Methods and Results—Human surgical AAA walls were analyzed for antigen and mRNA levels of leptin and leptin receptor, as well as mRNA for matrix metalloproteinases (MMP)-9 and MMP-12. Leptin and leptin receptor antigen were evident in all AAAs, and leptin, MMP-9, and MMP-12 mRNA was increased relative to age-matched nondilated controls.

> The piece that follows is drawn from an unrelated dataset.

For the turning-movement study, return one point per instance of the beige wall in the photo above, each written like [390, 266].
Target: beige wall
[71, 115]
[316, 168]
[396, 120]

To simulate in vivo local leptin synthesis, ApoE–/– mice were subjected to a paravisceral periaortic application of low-dose leptin. Leptin-treated aortas exhibited decreased transforming growth factor-β and increased MMP-9 mRNA levels 5 days after surgery, and leptin receptor mRNA was upregulated by day 28. Serial ultrasonography demonstrated accelerated regional aortic diameter growth after 28 days, correlating with local medial degeneration, increased MMP-9, MMP-12, and periadventitial macrophage clustering. Furthermore, the combination of local periaortic leptin and systemic angiotensin II administration augmented medial MMP-9 synthesis and aortic aneurysm size.
Conclusion—Leptin is locally synthesized in human AAA wall. Paravisceral aortic leptin in ApoE–/– mice induces local medial degeneration and augments angiotensin II-induced AAA, thus suggesting novel mechanistic links between leptin and AAA formation.
- Received February 25, 2012.
- Accepted November 19, 2012.
- © 2012 American Heart Association, Inc.